Retour à Pokhara. Naren m’accueille chez lui. Une grande amitié et complicité nous relie. On se remémore les souvenir à Muktinath et Lupra, au cœur de la nature montagnarde. C’est drôle cette rencontre, si spontanée qui ne serait jamais arrivée si j’avais eu un guide, si je n’avais pas choisi par le plus grand des hasards un endroit où dormir… Pleins de si qui ne servent à rien. De toute façon le hasard n’existe pas.

Nous passons la semaine à vadrouiller autour de la ville, prendre une douche à la cascade, à gravir les collines à pieds ou à moto, à passer du temps avec sa bande d’amis, avec ses frères, dans un atelier de réparation de moto. Cet atelier, tous ces détails que j’ai observés minutieusement, Anis qui démonte un scooter, le dudh chya (thé au lait) je ne l’oublierai jamais. Un havre de paix.
Tous ces moments n’intéressent personne car ils n’ont pas la même valeur à mes yeux. Tout le monde connaît cette sensation d’avoir vécu une semaine ponctuée d'événements plutôt normaux mais qui deviennent uniques et exceptionnels grâce à leur dose d’humanité, de rareté et de pureté.

Je fais rire sa famille en débarquant avec mes idées et la folie du trek. Il est hors de question qu’une fille népalaise se promène toute seule dans la montagne. Parfois, j’espère que cela changera si les filles le veulent vraiment. Il suffit d’une qui montre qu’elle n’a pas peur pour que d’autres suivent.

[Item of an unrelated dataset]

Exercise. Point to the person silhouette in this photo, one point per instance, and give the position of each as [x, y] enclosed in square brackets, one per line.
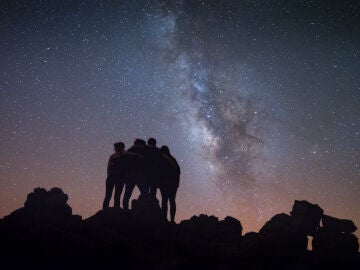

La famille de Naren est incroyable, tous m’accueillent avec joie. Je sens que cette joie est sincère car parfois, c’est uniquement la culture népalaise qui impose de sourire : l’hôte est roi. Même au début Naren m’a confié son inquiétude « I don’t know if you will feel good ‘cause we don’t have proper shower ». La solution est qu’on ne va pas au Népal pour prendre des douches, chaudes de surcroît. Durant les 8 jours, je fais tout pour descendre de cette hiérarchie qui n’existe pas. J’essaie de faire ma vaisselle, la lessive, de les questionner : pourquoi mangent-ils après nous ? Alors je prends l’initiative de les persuader que « oui bien sûr, on peut manger tous ensemble comme en famille ». Petite victoire.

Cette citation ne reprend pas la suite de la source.